I started to laugh but caught myself. There was something truly melancholy about the way he held his head.
“Say, Proteus?”
“Hm?”
“Why did you leave her?”
“Who?”
“The witch.”
He walked in silence for so long, I thought he had decided not to answer the question, but at last he spoke. “She wanted to change me,” he said, and I thought I sensed real grief in his voice.
Yet I had to laugh. “Isn’t that what you wanted from her to begin with?”
He stopped and stared ahead into the fog. “No,” he said. “I wanted to shift. Not change.”
Proteus and I pushed slowly deeper and deeper into the mist, and although I felt certain he was plotting my destruction even then, I also felt—and for the first time—a certain affection for the old rascal. After all, he hadn’t actually succeeded in doing me any harm, and he was such a frail thing—despite all outward appearances—that it was hard to imagine him ever really hurting anyone. In fact, when it came to lies and betrayal, wasn’t I as guilty as he?

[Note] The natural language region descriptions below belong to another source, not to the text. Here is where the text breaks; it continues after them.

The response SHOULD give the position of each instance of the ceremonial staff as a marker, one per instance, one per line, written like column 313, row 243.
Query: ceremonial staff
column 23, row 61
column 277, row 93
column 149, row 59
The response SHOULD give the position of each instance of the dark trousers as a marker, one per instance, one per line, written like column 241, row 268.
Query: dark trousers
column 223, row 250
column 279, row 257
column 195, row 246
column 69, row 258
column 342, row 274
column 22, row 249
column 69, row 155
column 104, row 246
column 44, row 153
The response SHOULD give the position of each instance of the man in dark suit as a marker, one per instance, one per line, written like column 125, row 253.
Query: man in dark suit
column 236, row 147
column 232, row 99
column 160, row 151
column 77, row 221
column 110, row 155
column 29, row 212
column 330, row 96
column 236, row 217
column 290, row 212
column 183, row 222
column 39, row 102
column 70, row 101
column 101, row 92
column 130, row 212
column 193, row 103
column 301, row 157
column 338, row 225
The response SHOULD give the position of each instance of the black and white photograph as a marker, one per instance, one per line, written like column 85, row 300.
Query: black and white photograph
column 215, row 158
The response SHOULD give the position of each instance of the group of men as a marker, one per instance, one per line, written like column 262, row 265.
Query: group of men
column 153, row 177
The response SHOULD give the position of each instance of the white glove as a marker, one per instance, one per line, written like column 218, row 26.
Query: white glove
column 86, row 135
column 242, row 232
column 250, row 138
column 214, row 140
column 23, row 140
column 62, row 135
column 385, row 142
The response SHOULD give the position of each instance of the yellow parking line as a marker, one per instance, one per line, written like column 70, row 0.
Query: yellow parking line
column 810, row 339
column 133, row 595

Hadn’t lying and treachery brought me to Hell in the first place? I was still thinking along these lines when Proteus suddenly stopped.

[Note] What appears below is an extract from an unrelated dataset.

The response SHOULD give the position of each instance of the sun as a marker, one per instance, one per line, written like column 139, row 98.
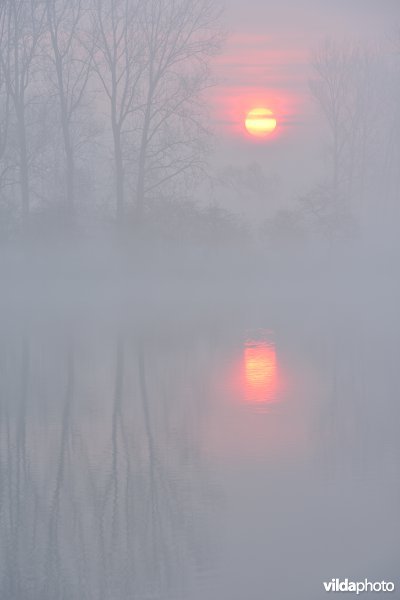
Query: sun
column 260, row 122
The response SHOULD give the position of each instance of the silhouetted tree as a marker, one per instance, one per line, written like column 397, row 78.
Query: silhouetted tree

I made a desperate grab for the fur on his shoulders and only narrowly avoided tumbling forward over his head. I cursed. “What is it now?”
Proteus lifted his great bear’s snout and poked it around in the air. “He is with us.”
“With us?” I said. “Who?”
“Hades.” He sniffed at the air again. “He is here. Get off.”
I climbed down from his back and stood unsteadily on the ice, wondering if the risk of drawing my sword outweighed the risk of falling on it. “How do you know he’s here?” I said, straining my eyes in the fog.
But Proteus was no longer listening. He rose on his hind legs and dropped his forepaws to his sides. Then he lifted his head higher and roared. “Hades,” he bellowed, “Lord of the Underworld. Light Bearer. First of the Fallen Angeloi. It is I, your servant, Proteus. I have come to you.” He raised his claws in a greeting, and I watched them dissolve into hands. “I, Proteus. Old Man of the Sea.” As he spoke, the white fur sank into his flesh, and bones snapped into place.
As though stirred to life by his pain, the fog began to swirl about us. A cold wind blew, and the ice split into a million tiny cracks beneath our feet. Then a long, low, thunderous growl rang out from somewhere overhead. I peered into the fog, but still only mist and ice met my gaze. As the fog began to thin, I thought I saw a vague shape in the distance. But no, it was not in the distance. It was much closer. Towering over us, even. A mountain.
“Hades,” Proteus again cried, “Light Bearer, I come with gifts.”
And then, all at once, I beheld the Lord of the Underworld.